Wat er overblijft kan nieuwe, mogelijk schadelijke chloorverbindingen vormen. Maar in het gezuiverde afvalwater zijn die gevreesde verbindingen nauwelijks of niet terug te vinden. En van dat beetje is de huishoudelijke component al helemaal een onzichtbare fractie. 'Men is in het verleden een beetje principieel geweest over chloor', vindt de woordvoerder van het RIZA.
Wél problematisch in het afvalwater zijn zware metalen, bestrijdingsmiddelen en organische oplosmiddelen als wasbenzine en terpentine. De waterzuiveraars zijn pas echt geholpen met consumenten die hun terpentine en nagellak-remover buiten de gootsteen houden.
Is het heftige antichlooradvies van de milieubeweging overdreven? Het lijkt er veel op. Waterexperts van de Europese Unie werden het daar vijf jaar geleden al over eens, en herhaalden hun conclusie in 1998 in een formeel EU-advies. Het effect van huishoudelijke chloorhoudende middelen op het milieu is noch negatief noch positief, stelden ze vast in het kader van de zogeheten OSLO-conventie. Chloor hoeft niet te worden afgeraden.

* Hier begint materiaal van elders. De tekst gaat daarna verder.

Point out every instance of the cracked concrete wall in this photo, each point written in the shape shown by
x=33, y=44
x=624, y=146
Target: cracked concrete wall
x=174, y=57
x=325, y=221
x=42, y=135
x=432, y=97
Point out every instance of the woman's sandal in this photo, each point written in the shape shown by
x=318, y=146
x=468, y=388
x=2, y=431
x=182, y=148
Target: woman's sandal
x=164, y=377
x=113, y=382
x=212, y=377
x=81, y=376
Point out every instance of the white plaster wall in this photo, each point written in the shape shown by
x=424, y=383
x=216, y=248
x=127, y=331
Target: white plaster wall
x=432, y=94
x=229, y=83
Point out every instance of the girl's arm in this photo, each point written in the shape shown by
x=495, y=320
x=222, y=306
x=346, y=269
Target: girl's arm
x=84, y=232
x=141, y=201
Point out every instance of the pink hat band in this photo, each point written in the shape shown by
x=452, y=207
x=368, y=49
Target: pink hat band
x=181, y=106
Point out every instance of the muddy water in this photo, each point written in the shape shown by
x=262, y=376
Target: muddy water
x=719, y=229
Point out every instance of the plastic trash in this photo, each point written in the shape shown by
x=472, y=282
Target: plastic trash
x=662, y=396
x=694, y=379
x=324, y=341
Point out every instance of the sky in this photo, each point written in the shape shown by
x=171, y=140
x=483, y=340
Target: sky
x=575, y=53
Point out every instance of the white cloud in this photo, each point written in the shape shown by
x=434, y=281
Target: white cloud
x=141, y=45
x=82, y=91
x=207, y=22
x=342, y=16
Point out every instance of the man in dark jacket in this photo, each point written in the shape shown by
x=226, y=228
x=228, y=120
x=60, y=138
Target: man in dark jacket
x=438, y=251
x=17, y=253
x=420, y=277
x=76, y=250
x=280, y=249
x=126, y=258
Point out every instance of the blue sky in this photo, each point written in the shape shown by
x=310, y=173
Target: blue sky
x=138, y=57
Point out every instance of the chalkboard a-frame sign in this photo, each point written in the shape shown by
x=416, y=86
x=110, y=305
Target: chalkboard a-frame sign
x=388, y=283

Soms heeft het gebruik ervan zelfs zin. 'Zoals in de situatie van een hond met diarree en een kruipend kind in huis', verduidelijkt de woordvoerder van het ministerie van VROM. Het Europese advies geldt ook in Nederland, erkent hij. Maar als we daar niet om hadden gevraagd, waren we er niet achter gekomen. Het ministerie voelt zich niet geroepen om achterhaalde adviezen van de milieubeweging actief te bestrijden.
De centrale instantie voor milieuadvies, Milieu Centraal in Utrecht, sluit zich daarbij aan: 'Uit milieu-oogpunt valt niet hard te maken dat chloor niet mag. Het veroorzaakt geen problemen in het afvalwater.'
Maar los van de incidentele tyfusepidemie en honden met diarree is het gebruik van chloor volgens gedegen poets- en soponderzoek inderdaad vaak overbodig. De Consumentenbond vergeleek in 1998 chloorhoudende allesreinigers met alternatieven zonder dat middel.
Na het schoonmaken van het aanrecht werden er bacteriën geteld. Alleen direct na het reinigen met het chloormiddel zaten op het testaanrecht iets minder bacteriën. Dat effect verdween na korte tijd. Zelfs na afsoppen met vuil afwaswater, wat de gemiddelde Nederlandse manier schijnt te zijn om het aanrecht schoon te maken, wordt een redelijk schoon werkblad achtergelaten. Het zijn hier de huishoudelijke gewoonten die goor zijn - niet het chloor.